А вот и первый увиденный в жизни музыкальный фильм (им оказался, как мы помним, «Девушка моей мечты»):
«Моя душа разрывалась от звуков музыки, новых странных гармоний. Это для меня ново, совсем незнакомо… Но я пойму, я постигну, я одолею!»
Однажды войдя в душу, мелодия оставалась в ней навсегда, становилась памятью о времени, явлении, встрече, об увиденном фильме, о человеке… Музыкальная память у Гурченко была идеальной. По этому поводу актер Павел Кадочников рассказал автору этих строк вот такую, например, удивительную историю:
– Мы с Люсей работали в фильме «Сибириада». Плывем, помню, на теплоходе к месту съемки. Долго плывем. Вдруг подошла Гурченко: «А знаете, – говорит, – Павел Петрович, я ведь ваш „Подвиг разведчика“ помню наизусть». И тут же пропела из фильма всю музыку. Всю закадровую музыку, понимаете?! Там ведь нет песен-шлягеров, музыка – только фоном. Но в музыке и атмосфера кадра, настроение всей картины. Очень хорошо мы с Люсей тогда все вспомнили!..
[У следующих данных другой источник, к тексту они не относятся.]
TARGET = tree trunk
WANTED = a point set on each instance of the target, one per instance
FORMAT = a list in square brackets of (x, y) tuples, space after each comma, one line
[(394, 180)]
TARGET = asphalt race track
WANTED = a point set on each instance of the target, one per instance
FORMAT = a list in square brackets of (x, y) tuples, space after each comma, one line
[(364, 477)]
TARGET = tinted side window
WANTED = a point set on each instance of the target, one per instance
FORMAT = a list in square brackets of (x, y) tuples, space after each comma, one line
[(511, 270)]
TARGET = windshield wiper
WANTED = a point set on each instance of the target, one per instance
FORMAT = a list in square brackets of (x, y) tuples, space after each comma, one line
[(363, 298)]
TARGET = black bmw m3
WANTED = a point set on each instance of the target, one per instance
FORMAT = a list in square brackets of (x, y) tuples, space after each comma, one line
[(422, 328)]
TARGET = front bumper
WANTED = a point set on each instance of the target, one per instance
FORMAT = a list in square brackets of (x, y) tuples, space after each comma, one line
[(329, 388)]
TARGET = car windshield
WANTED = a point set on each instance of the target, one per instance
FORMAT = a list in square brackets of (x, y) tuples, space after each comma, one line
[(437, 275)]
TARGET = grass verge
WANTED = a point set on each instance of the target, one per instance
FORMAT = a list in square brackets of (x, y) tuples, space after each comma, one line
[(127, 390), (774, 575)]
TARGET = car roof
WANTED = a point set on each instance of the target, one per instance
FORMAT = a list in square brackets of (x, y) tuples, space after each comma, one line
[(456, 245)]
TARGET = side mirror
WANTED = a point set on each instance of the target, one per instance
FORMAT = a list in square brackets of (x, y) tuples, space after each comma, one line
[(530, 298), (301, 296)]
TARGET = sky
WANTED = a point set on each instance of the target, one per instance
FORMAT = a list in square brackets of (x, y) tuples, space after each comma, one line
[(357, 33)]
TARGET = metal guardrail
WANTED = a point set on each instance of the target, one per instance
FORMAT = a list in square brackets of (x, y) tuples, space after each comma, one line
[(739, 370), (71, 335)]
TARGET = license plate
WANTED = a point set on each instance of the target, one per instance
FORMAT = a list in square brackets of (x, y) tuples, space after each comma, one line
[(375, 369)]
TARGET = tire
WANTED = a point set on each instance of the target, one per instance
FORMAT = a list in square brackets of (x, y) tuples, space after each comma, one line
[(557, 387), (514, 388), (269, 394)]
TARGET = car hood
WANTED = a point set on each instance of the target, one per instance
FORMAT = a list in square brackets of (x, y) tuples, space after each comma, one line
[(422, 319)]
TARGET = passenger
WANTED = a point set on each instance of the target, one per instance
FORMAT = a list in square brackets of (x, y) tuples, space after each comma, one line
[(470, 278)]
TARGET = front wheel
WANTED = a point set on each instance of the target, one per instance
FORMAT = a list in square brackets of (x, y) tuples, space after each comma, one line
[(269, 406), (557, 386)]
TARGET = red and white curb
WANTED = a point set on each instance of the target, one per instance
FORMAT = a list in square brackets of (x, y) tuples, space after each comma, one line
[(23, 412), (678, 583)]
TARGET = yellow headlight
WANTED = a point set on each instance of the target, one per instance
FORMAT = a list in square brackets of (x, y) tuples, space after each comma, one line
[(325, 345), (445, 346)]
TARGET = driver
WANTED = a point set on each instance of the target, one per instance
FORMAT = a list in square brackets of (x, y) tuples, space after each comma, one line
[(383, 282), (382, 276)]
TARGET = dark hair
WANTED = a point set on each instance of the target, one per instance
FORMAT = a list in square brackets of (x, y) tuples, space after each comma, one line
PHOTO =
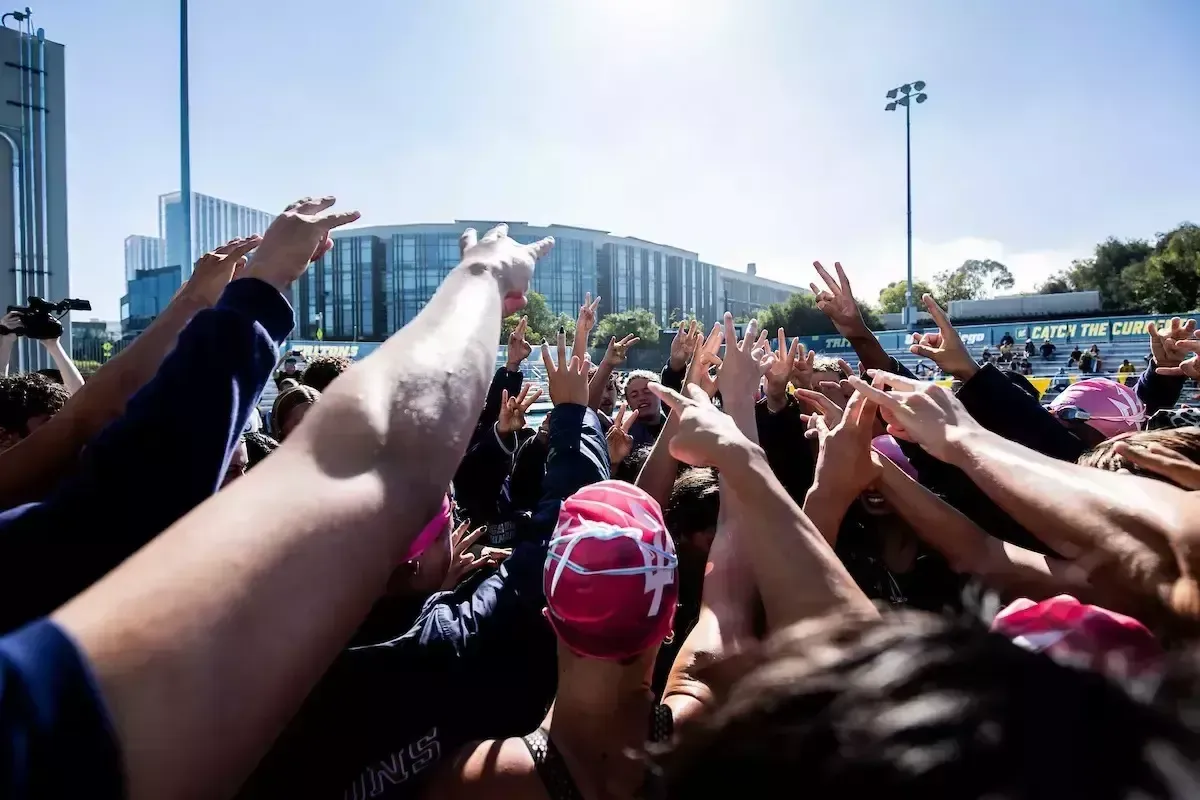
[(694, 504), (629, 469), (1185, 441), (323, 370), (288, 400), (25, 396), (917, 705), (258, 446)]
Когда ей нужно было сосредоточиться на съемочной площадке, перенестись всем существом в другие годы и десятилетия, музыка приходила на помощь. Наиболее проницательные режиссеры эту способность Люси обязательно учитывали:
– Кончаловский? О, уж Андрон отлично понимал мои струны! Вот и музыку включил в роль, любимые песни того времени – знает ведь, что музыка для меня все, сразу душа начинает вибрировать!
Это о той же «Сибириаде», где песня из старого аргентинского фильма «Возраст любви» с Лолитой Торрес – «Сердцу больно, уходи, довольно. Мы чужие, обо мне забудь…» – стала одной из важных красок в характере Таи Соломиной, и времени, в которое она живет, и ее судьбе. Судьбе драматичной, не только сформированной, но и деформированной жизнью. В ней отразились судьбы многих наших солдаток, так и не узнавших счастье любви, но надежду не потерявших и волю к жизни – тоже.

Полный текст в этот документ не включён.